Mostrei-lhe tudo, sem qualquer teatralidade:
duas escrituras, vários extratos, a declaração de rescisão autenticada em cartório.

Ela não chorou.
Apenas assentiu com a cabeça uma vez.
Um aceno longo, como alguém que termina de amarrar um nó numa verdade desagradável.

“Então ele mentiu para nós duas”, disse ela.
“Sim.”

Não nos tornamos amigos.
Não foi isso.
Mas saímos daquela mesa entendendo o mesmo problema.

Naquela mesma semana, Camila saiu do apartamento em Guadalajara.

Ela foi com a criança para a casa da irmã, em Mérida.

Em quatro dias, Fernando perdeu:
a mulher com quem imaginava um futuro,
o escritório de onde dava ordens e
a casa para a qual sempre acreditou poder voltar.

Na semana seguinte, quando tentou entrar no armazém da empresa em Ecatepec,
encontrou os funcionários trocando a placa com o endereço.
E o segurança lhe negou a entrada.

Eu estava lá dentro.
Assinando folhas de pagamento em pesos mexicanos.
Enquanto isso, ele descobriu que, pela primeira vez em muitos anos,
alguém havia fechado a porta na sua cara.

O divórcio não foi rápido…
Mas foi tranquilo.
Porque eu havia decidido não deixar nenhuma pendência.

Fernando passou as primeiras semanas me enviando mensagens a qualquer hora.
Algumas eram de raiva.
Outras, eram arrependimentos ensaiados.

“Podemos resolver isso.”
“Eu não queria te perder.”
“Tudo ficou complicado.
” “A culpa não é do Mateo.”

Nesse último ponto, pelo menos, ele estava certo.
A criança estava errada.

Por isso, cada passo que dei foi planejado para atingir apenas onde importava:
seu orgulho,
suas mentiras
e sua carteira.

Meus advogados entraram com a ação cível e prepararam a ação criminal.
A auditoria foi precisa:
quarenta e oito transações injustificadas em vinte e seis meses.
Um aluguel pago com fundos da empresa.
Dois seguros.
Um carro registrado em seu nome financiado com recursos da conta operacional.
Saques em dinheiro sem comprovação.

Fernando tentou se defender dizendo que eram "investidas".
Mas essas supostas investidas nunca foram aprovadas por ninguém.
Muito menos por mim.
Eu era o único sócio.

Seu próprio advogado acabou aconselhando-o a aceitar um acordo.

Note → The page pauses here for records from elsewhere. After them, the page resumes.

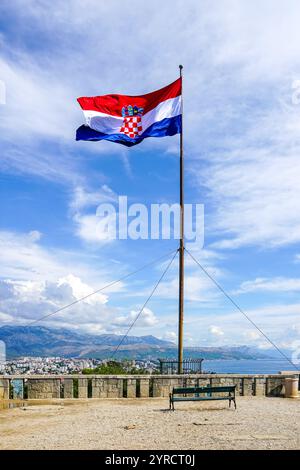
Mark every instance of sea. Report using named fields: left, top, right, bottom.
left=202, top=359, right=300, bottom=374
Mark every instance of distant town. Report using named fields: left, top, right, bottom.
left=0, top=356, right=158, bottom=375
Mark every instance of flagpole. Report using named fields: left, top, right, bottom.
left=178, top=65, right=184, bottom=374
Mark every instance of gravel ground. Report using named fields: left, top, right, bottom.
left=0, top=397, right=300, bottom=450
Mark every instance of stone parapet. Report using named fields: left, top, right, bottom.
left=0, top=374, right=294, bottom=400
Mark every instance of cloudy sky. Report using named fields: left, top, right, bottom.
left=0, top=0, right=300, bottom=348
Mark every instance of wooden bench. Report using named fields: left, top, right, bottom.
left=170, top=385, right=236, bottom=411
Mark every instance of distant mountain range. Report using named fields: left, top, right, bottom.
left=0, top=326, right=270, bottom=359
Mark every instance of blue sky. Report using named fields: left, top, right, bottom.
left=0, top=0, right=300, bottom=348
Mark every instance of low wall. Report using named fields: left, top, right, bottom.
left=0, top=373, right=294, bottom=400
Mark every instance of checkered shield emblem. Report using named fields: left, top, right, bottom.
left=120, top=105, right=144, bottom=139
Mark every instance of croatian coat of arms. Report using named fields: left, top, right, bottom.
left=120, top=104, right=144, bottom=139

Ele aceitou porque não tinha outra escolha.
Vendeu o carro,
uma moto que quase nunca usava
e um pequeno terreno que havia comprado perto de Toluca,
convicto de que um dia construiria ali uma segunda casa.

Com isso, ele devolveu parte do dinheiro.
Renunciou por escrito a quaisquer reivindicações relativas à empresa, à casa e aos móveis adquiridos antes ou durante o casamento com meus próprios recursos.
Em troca, retirei as queixas criminais.
Não por compaixão,
mas por cálculo.

Um processo assim teria levado anos.
E teria envolvido Matthew também.

A última vez que o vi em um escritório foi no cartório, no dia da assinatura final.
Ele vestia uma camisa amarrotada.
Tinha aquele olhar de quem não consegue distinguir entre a derrota e a autodestruição.
Assinou sem olhar para mim.
Quando terminou, perguntou com uma amargura seca:

—Você está satisfeito com isso agora?

Guardei meu exemplar.
Levantei-me.

—Não. Eu era feliz antes de você decidir viver como se eu fosse um mero administrador dos seus caprichos.
Agora estou em paz.

Durante algum tempo, ouvi notícias dele por terceiros.
Que ele tinha aceitado contratos de curta duração.
Que Camila não tinha voltado com ele.
Que ele via Mateo em alguns fins de semana em Mérida.
Que ele tentou abrir um pequeno negócio com um amigo e fracassou porque ninguém queria lhe dar crédito pelos materiais.

Na Cidade do México, o mundo dos negócios não é tão grande.